NVIDIA® TensorRT™ is an SDK for high-performance deep learning inference on NVIDIA GPUs. This repository contains the open source components of TensorRT.
https://developer.nvidia.com/tensorrt
Apache License 2.0
10.74k stars 2.13k forks source link

Practical aspects about neural networks quantization with TensorRT. #2839

Closed matcosta23 closed 1 year ago

matcosta23 commented 1 year ago

Background

I am currently exploring the topic of deep learning model quantization techniques. In the official NVIDIA's Tensor RT documentation, we can see that Tensor RT supports quantization and applies it to activation and weights of the provided model.

I am working with a repository that proposes explicit (with the pytorch_quantization library) and implicit quantization (implemented by Builder object from Python API).

Explicit and Implicit Quantization

I would like to better understand the details described in the Explicit Versus Implicit Quantization section.

Explicit Quantization

When performing explicit quantization, I provide an ONNX graph with Q/DQ nodes to be converted to a '.trt' file. Can I assume that all fake quantization nodes (as seen by Netron, for example) will be replaced by real INT8 operations of the associated layers?

Implicit Quantization

Moreover, the following statement from the above documentation doesn't provide too much detail about which operations are quantized or not in implicit quantization:

"When processing implicitly quantized networks, TensorRT treats the model as a floating-point model when applying the graph optimizations, and uses INT8 opportunistically to optimize layer execution time. If a layer runs faster in INT8, then it executes in INT8. Otherwise, FP32 or FP16 is used. In this mode, TensorRT is optimizing for performance only, and you have little control over where INT8 is used - even if you explicitly set the precision of a layer at the API level, TensorRT may fuse that layer with another during graph optimization, and lose the information that it must execute in INT8. TensorRT’s PTQ capability generates an implicitly quantized network."

Possible Strategies

What strategies can I use for profiling an inference run from a serialized network generated by TensorRT?

I have already tried Nsight Systems and trtexec with profiling options, but I only get timing information with these two tools. Would you have another profiling approach that could allow me to verify the operation precision in every model layer during an evaluation process?

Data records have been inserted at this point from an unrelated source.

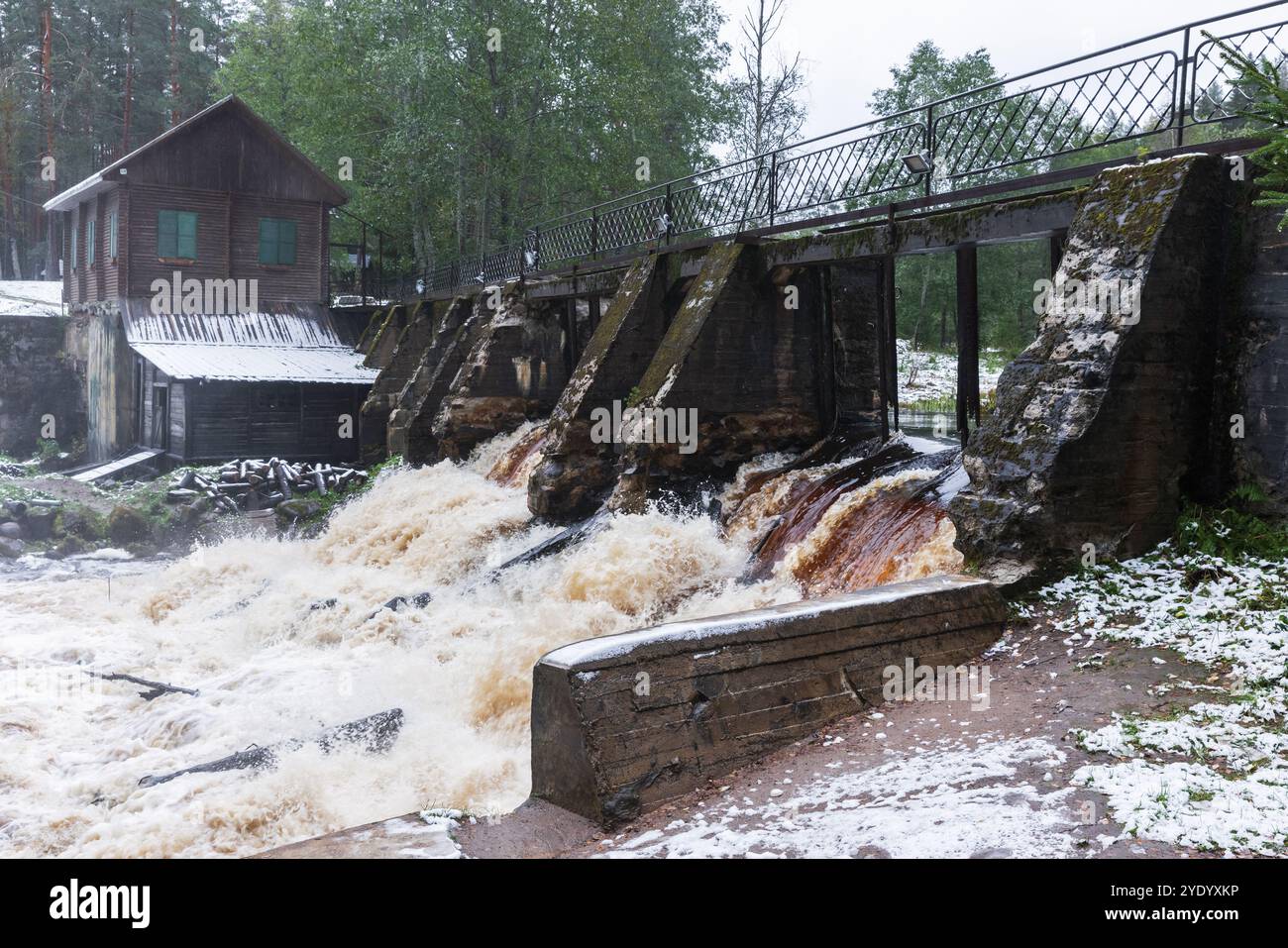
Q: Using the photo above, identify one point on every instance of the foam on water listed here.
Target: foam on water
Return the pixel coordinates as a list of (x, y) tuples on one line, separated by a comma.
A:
[(284, 638)]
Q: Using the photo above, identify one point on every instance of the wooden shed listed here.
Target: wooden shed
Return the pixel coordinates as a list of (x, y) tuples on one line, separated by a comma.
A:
[(249, 385), (201, 262)]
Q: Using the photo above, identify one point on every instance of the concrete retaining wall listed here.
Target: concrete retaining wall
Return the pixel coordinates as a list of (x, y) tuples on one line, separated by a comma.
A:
[(38, 377), (623, 723)]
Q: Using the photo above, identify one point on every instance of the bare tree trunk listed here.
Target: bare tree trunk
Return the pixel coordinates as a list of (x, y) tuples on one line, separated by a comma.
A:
[(128, 104), (175, 112), (47, 107)]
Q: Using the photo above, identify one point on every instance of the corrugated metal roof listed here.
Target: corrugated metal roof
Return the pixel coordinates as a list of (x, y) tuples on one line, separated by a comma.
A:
[(299, 342), (226, 363), (301, 325), (31, 298)]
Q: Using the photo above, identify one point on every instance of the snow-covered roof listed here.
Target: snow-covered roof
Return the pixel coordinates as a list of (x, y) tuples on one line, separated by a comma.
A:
[(288, 325), (31, 298), (224, 363), (297, 342)]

zerollzeng commented 1 year ago

Your question is hard to answer since it includes too much information. We have some talks in GTC about those topic, you can learn from it.

What strategies can I use for profiling an inference run from a serialized network generated by TensorRT?

In TensorRT verbose log, you can see the precision of every layers in the final engine, I think that would be a good start.

ttyio commented 1 year ago

closing since no activity for more than 3 weeks, pls reopen if you still have question, thank you!